Presiden Prabowo saat menghadiri sesi terbatas di KTT BRICS 2026 New Delhi, India. Foto: BPMI Setpres.
Di KTT BRICS 2026, Prabowo: Kami Tidak Suka Didikte oleh Kekuatan Tertentu
Gabriella Thesa Widiari • 13 September 2026 00:56
Jakarta: Presiden Prabowo Subianto menekankan pentingnya memperkuat pertahanan dan kemandirian bangsa agar mampu menentukan arah kebijakannya secara mandiri. Ia menegaskan Indonesia tak menginginkan adanya ketergantungan maupun tekanan dari kekuatan tertentu.
Hal itu disampaikan dalam sambutannya saat menghadiri Konferensi Tingkat Tinggi (KTT) ke-18 BRICS di New Delhi, India pada Selasa, 12 September 2026.

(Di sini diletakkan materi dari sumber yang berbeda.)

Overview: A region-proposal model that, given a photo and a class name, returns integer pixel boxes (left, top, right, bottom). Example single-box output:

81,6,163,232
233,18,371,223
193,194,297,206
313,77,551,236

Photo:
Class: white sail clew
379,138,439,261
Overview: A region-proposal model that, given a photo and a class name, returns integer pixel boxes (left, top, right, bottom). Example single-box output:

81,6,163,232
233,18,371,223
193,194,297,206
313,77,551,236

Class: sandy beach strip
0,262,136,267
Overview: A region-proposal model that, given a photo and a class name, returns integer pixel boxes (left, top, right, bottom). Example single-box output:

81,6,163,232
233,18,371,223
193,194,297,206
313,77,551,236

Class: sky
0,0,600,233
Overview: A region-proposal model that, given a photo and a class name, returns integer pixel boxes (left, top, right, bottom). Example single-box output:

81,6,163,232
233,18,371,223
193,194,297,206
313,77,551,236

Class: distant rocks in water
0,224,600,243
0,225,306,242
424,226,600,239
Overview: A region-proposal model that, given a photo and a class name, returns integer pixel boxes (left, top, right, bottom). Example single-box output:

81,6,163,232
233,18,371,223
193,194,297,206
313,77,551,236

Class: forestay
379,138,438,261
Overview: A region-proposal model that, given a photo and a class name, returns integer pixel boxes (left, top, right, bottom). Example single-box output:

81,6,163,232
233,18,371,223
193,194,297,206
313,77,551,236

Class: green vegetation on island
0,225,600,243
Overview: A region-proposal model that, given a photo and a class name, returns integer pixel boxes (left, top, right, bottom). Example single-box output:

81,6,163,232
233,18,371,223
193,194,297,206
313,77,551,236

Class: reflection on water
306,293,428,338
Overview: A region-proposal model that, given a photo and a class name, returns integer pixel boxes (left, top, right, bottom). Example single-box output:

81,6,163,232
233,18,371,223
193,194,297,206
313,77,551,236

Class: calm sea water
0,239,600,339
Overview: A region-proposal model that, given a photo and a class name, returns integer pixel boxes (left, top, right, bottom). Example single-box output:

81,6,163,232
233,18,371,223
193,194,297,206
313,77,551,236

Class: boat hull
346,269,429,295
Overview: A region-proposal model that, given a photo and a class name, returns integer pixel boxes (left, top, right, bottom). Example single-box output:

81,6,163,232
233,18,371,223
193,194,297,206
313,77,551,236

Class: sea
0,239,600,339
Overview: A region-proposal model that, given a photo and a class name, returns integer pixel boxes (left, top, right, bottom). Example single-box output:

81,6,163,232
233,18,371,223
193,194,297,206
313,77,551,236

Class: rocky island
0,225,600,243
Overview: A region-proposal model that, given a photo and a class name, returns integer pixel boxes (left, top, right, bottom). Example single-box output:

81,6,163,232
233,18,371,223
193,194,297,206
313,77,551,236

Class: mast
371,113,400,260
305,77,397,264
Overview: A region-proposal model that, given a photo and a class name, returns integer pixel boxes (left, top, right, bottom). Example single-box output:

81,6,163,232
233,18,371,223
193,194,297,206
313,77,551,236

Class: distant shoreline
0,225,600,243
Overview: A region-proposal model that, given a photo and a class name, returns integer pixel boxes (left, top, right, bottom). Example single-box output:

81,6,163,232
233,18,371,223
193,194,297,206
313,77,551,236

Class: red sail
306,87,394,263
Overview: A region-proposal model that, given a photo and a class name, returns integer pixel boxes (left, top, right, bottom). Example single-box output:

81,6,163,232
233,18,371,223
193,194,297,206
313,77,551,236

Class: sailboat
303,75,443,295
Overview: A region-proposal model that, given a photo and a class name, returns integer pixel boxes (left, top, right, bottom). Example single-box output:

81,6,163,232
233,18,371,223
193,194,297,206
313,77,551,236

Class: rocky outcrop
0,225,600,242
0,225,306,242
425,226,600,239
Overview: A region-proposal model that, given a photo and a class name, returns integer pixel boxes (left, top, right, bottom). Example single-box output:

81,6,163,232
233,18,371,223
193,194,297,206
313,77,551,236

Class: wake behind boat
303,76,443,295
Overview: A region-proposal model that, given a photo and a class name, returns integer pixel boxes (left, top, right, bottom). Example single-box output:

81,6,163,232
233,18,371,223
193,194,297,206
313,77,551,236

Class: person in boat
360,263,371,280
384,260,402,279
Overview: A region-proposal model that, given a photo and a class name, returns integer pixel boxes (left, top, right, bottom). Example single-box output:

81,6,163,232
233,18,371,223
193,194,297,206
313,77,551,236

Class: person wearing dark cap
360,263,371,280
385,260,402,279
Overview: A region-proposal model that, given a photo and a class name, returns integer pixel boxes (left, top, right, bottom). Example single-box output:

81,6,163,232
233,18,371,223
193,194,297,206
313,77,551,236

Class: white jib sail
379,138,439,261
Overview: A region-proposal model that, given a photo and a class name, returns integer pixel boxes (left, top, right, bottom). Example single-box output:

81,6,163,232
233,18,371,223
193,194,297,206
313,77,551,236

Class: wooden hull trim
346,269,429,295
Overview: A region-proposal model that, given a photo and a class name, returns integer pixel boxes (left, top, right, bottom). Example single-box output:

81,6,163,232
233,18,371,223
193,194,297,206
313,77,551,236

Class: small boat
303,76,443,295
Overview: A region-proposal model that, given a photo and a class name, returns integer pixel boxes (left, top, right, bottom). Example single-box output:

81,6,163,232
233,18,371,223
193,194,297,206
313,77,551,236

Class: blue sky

“Kami tidak suka didikte oleh satu atau dua kekuatan tertentu. Kita harus tangguh dan kemudian kita akan benar-benar mandiri. Kami telah memperkuat fondasi kami untuk menjaga perdamaian dan membangun kepercayaan,” ujar Prabowo, dikutip dari keterangan tertulis, Sabtu, 12 September 2026.
Baca Juga :
"Kekuatan selalu bermula dari dalam negeri bersama rakyat kita, lewat kemampuan kita untuk memenuhi kebutuhan pangan mereka, menjamin pasokan energi yang mereka perlukan, mendidik anak-anak kita, serta memberikan mereka kesempatan untuk hidup sejahtera," kata Prabowo.
Selain itu, kebersamaan antara negara-negara BRICS dinilai akan memperkuat posisi dan ketahanan masing-masing negara, seperti di sektor energi. Sektor tersebut dinilai penting untuk mendorong pertumbuhan ekonomi dan ketahanan yang berkelanjutan.
“Energi adalah salah satu contoh yang jelas. Kita menghubungkan sistem energi kita dan memperkuat keamanan energi di seluruh wilayah kita untuk mendorong perekonomian kita, dan membangun ketahanan yang berkelanjutan,” kata Prabowo.

Presiden Prabowo saat menghadiri sesi terbatas di KTT BRICS 2026 New Delhi, India. Foto: BPMI Setpres.
Melalui BRICS, Indonesia mendorong lahirnya kerja sama konkret yang memperkuat ketahanan pangan, energi, pendidikan, dan ekonomi. Kerja sama tersebut diharapkan tidak hanya meningkatkan ketahanan negara-negara anggota, tetapi juga menghadirkan kemandirian dan kesejahteraan nyata bagi rakyatnya.